Au fond des abysses vivent d’étranges créatures, mi humaines mi poissons. Elles se nomment les Wajinrus et sont des descendantes très particulières des esclaves vendus lors du commerce triangulaire. Qui aurait cru que, par un phénomène mystérieux, lorsqu’une femme enceinte était jetée par dessus bord, elle accouchait parfois d’un enfant vivant et pouvant respirer sous l’eau.
Ces enfants, se regroupant, ont petit à petit fondé un immense peuple, caché loin de la barbarie humaine. Traumatisées par leurs naissances, les premières « sirènes » ont fait le choix d’oublier leurs souvenirs, pour vivre dans l’instant et le repos comme tout bon poisson qui se respecte.
Une seule d’entre elleux, une par génération, portera le poids de la mémoire et le leur rendra, une fois l’an, lors du terrible rituel du « Don de mémoire ». Iels sont appelés les historiens.

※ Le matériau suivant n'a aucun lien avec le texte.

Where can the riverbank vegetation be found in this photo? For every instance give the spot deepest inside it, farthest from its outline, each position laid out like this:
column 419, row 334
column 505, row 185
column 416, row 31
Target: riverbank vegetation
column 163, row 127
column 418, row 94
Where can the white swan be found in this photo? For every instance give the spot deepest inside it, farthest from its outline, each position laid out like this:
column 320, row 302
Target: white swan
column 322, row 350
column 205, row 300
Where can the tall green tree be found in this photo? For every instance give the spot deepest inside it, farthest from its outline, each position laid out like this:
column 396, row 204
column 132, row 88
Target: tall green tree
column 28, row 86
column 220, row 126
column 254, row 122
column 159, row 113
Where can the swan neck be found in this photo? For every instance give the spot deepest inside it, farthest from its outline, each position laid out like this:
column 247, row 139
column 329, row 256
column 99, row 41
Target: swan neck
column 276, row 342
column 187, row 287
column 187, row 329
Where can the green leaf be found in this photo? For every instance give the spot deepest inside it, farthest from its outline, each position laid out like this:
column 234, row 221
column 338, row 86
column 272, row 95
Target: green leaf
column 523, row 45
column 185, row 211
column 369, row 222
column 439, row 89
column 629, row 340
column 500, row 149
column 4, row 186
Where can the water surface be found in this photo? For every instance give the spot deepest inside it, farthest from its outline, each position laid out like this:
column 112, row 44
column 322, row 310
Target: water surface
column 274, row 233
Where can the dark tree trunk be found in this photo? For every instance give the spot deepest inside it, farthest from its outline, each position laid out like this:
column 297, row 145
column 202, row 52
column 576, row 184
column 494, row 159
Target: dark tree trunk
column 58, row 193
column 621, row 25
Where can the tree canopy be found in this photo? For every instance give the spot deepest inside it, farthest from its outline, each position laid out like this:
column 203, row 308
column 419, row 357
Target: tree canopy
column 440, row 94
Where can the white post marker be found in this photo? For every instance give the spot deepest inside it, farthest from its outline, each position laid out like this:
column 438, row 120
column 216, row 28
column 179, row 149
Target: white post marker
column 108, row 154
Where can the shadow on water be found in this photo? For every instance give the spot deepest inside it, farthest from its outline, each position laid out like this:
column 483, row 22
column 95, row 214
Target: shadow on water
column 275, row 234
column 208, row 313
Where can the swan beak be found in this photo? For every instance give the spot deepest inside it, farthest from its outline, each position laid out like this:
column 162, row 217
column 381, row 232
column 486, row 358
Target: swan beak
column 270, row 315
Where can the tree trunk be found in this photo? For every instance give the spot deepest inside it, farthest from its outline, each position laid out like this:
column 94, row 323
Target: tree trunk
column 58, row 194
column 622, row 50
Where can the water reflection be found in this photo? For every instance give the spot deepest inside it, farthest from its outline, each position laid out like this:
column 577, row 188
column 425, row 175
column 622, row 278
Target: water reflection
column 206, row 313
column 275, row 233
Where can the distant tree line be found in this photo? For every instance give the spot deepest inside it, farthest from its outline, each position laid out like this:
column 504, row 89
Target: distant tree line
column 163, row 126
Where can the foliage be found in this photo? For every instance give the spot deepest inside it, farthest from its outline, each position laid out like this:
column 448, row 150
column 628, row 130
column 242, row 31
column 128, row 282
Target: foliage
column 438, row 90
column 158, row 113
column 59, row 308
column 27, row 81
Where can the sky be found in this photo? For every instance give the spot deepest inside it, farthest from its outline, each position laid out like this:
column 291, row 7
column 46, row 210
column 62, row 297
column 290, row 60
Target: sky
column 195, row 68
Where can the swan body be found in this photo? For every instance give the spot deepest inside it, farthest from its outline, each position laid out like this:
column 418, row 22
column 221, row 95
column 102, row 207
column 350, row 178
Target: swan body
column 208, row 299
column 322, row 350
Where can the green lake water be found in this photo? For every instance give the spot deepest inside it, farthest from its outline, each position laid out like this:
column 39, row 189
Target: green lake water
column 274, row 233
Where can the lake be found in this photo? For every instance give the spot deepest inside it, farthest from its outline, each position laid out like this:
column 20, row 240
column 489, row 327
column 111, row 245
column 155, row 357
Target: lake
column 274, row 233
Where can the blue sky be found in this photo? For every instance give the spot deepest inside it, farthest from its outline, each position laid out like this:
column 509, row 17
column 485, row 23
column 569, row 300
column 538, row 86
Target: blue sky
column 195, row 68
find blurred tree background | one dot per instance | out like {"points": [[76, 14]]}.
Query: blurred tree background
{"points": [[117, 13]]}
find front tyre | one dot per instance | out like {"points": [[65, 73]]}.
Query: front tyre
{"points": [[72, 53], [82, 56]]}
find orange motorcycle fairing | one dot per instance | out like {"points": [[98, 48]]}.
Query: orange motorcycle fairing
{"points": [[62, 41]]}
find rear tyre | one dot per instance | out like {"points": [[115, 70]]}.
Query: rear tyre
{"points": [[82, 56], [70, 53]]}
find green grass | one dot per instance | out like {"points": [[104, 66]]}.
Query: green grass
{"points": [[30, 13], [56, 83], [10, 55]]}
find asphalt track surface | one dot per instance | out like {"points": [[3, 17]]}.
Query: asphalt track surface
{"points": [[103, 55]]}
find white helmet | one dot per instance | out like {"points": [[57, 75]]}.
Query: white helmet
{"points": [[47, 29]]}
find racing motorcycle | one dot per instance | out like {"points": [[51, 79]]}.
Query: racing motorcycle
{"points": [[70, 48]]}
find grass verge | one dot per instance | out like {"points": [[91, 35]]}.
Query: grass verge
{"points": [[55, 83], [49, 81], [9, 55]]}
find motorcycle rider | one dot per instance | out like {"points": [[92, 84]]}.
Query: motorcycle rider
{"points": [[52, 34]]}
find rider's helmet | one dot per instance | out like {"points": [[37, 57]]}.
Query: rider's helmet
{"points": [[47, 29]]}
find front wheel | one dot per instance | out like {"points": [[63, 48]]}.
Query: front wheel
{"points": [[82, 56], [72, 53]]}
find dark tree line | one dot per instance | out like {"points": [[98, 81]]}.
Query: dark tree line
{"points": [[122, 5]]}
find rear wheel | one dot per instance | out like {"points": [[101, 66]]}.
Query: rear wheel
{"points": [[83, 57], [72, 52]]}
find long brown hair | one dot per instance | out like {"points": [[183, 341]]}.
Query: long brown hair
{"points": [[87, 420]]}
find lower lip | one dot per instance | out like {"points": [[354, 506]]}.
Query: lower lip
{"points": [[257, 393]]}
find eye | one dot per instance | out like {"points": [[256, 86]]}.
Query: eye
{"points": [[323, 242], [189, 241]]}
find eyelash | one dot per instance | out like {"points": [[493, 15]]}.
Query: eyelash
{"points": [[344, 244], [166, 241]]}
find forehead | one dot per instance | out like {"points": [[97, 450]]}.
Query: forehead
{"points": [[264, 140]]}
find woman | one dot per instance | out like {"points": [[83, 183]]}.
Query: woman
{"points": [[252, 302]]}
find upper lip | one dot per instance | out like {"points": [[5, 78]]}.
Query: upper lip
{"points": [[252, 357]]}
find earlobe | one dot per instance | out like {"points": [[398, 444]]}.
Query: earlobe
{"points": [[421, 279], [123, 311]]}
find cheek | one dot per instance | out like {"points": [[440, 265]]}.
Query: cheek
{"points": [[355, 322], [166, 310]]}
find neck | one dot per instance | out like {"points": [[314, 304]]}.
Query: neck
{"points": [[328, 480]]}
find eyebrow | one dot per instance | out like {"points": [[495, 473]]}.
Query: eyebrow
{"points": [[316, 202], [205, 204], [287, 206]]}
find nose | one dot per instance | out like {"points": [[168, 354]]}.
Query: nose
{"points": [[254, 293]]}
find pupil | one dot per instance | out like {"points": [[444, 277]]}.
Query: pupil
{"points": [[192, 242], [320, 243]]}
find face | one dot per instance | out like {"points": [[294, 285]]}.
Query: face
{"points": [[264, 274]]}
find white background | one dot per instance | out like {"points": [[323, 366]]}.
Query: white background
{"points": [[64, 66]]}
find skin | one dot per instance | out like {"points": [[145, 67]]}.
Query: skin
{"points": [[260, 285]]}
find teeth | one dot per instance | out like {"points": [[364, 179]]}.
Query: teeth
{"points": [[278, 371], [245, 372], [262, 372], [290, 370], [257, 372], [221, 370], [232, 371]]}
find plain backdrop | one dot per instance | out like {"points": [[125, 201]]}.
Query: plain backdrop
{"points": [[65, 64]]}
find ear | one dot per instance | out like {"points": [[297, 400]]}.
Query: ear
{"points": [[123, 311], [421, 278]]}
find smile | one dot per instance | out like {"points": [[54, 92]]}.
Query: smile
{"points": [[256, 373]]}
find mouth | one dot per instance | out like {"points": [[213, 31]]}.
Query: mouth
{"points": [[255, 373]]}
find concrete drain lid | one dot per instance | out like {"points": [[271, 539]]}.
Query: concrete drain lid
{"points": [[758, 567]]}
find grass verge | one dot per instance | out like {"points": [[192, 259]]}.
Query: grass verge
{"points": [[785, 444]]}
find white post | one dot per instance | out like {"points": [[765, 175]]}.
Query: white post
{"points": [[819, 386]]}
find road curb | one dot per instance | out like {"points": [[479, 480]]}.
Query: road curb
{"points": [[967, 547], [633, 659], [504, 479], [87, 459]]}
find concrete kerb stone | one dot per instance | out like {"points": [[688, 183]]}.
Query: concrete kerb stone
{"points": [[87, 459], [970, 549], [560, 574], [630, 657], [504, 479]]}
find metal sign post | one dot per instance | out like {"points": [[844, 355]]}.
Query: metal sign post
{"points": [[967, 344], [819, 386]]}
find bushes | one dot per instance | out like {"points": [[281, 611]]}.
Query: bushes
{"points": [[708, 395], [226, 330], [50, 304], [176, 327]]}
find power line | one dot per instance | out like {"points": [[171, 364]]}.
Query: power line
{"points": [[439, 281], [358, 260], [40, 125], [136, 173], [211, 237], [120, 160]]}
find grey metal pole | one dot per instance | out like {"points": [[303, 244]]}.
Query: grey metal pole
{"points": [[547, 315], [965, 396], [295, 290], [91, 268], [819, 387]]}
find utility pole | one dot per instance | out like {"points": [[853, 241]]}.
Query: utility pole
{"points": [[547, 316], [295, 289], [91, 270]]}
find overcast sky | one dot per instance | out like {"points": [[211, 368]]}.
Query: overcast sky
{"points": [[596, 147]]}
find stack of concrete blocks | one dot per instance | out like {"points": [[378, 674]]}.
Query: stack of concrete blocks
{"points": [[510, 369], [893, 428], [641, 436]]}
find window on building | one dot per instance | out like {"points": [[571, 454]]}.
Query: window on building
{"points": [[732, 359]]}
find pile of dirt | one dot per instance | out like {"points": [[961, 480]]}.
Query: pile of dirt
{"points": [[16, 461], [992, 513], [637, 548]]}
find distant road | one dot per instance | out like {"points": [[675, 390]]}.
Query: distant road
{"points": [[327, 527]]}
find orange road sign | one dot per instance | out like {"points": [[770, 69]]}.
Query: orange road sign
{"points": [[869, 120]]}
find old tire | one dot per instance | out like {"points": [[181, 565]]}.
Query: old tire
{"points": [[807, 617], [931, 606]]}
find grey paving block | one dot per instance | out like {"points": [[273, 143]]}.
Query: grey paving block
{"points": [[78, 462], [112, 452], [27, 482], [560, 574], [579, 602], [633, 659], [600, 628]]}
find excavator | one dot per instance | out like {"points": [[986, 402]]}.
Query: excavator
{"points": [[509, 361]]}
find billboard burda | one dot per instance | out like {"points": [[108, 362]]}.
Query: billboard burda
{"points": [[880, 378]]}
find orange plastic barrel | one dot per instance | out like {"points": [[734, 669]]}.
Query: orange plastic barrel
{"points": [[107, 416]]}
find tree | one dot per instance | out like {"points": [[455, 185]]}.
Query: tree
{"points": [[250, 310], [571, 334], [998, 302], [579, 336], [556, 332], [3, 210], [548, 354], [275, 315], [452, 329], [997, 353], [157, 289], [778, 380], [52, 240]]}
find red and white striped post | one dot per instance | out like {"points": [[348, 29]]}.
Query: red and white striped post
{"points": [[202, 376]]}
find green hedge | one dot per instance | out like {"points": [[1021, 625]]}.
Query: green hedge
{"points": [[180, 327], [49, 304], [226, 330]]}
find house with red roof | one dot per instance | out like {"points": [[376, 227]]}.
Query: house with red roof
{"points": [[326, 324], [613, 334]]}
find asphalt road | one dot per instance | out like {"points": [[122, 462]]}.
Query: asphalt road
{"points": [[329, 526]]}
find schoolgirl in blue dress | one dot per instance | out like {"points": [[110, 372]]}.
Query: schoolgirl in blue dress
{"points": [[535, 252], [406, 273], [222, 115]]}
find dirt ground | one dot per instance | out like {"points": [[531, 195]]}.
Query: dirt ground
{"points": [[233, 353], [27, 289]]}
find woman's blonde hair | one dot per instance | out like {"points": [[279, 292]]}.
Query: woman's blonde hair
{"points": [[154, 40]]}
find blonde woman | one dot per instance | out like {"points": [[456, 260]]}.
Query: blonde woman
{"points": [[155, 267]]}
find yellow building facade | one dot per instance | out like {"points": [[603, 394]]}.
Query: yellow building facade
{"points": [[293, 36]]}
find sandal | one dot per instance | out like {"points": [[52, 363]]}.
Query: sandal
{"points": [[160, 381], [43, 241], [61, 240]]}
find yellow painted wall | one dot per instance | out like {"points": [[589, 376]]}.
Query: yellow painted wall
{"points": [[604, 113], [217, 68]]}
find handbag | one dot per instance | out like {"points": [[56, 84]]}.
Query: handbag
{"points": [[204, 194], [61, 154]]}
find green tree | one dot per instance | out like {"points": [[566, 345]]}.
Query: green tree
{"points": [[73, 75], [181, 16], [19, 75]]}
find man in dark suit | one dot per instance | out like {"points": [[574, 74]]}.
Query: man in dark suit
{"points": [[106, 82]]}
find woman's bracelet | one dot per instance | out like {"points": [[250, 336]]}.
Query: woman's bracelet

Yetu est historienne. Elle vit, bien malgré elle, dans les souvenirs de son peuple, qu’elle ressasse en permanence. Vivant une existence solitaire, elle se sent exclue et incomprise, du fait de son extrême sensibilité. Pourquoi est-ce à elle de savoir les atroces vérités de son peuple et ses origines, quand tout les autres Wajinrus vivent paisiblement, sans se douter de tout cela ?
Un jour, elle décidera de leur rappeler, et de changer le cours de leur histoire. Ce jour là, c’est sa vie toute entière qui sera remise en question…
Chacun de nous finit toujours par se poser ces questions: qui suis-je? D’où est-ce que je viens? Quelle est la raison de tout cela? Que signifie « être »? Qu’est-ce qui existait avant moi, qu’est-ce qui existera après moi? Sans réponse, il n’y a qu’un trou ; là où devrait se trouver une histoire, il n’y a qu’un trou, qui prend la forme d’une nostalgie infinie.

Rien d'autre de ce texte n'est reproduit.